Lesedauer: 5 Minuten
Foto: Gregor Enste

26. Oktober 2009

 


Pakistan ist ein Kriegsgebiet. Es hat neben einer Vielzahl anderer Probleme, die dringend die Etablierung von Rechtsstaatlichkeit und demokratischen Strukturen erfordern, mit großen Bedrohungen von Militanten, Aufständischen und Terroristen zu kämpfen. Im Lichte der derzeitigen Krise diskutierten hochrangige Gäste aus Pakistan und mehrere deutsche Experten über Strukturen und Defizite der Rechtsstaatlichkeit wie auch die derzeitige Sachlage, parallele Rechtssysteme, die Beziehungen zwischen Politik und Judikative und die Rolle politischer Parteien und der Gesellschaft.


Die Taliban profitieren von der Schwäche der Rechtsstaatlichkeit und Staatsgewalt



Natürlich konzentrierten sich die Gespräche auf die aktuelle Situation in den Stammesgebieten (FATA), die die pakistanische Armee von Kämpfern zu befreien versucht.
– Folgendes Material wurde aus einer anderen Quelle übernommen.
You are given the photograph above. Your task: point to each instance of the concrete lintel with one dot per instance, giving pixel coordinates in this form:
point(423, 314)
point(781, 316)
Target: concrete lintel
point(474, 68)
Die Krise dort ist nicht nur ein militärischer, sondern auch ein Herrschaftskonflikt. Daher müssen diese Gebiete in die Provinz- und die Nationalversammlung eingebunden und die Verfassung und die Gesetze auf sie ausgedehnt werden. Ferner steht die Rechtsstaatlichkeit in engem Zusammenhang mit dem Kampf gegen Extremismus und Militanz. Die Taliban sind nicht stark, doch sie profitieren von den Schwächen und Defiziten des Staates hinsichtlich Rechtsstaatlichkeit und Regierungsgewalt. Sie erstarkten, weil die Regierung nicht für grundlegende Rechte wie Bildung, Gesundsheitsfürsorge und vor allem Gerechtigkeit sorgt.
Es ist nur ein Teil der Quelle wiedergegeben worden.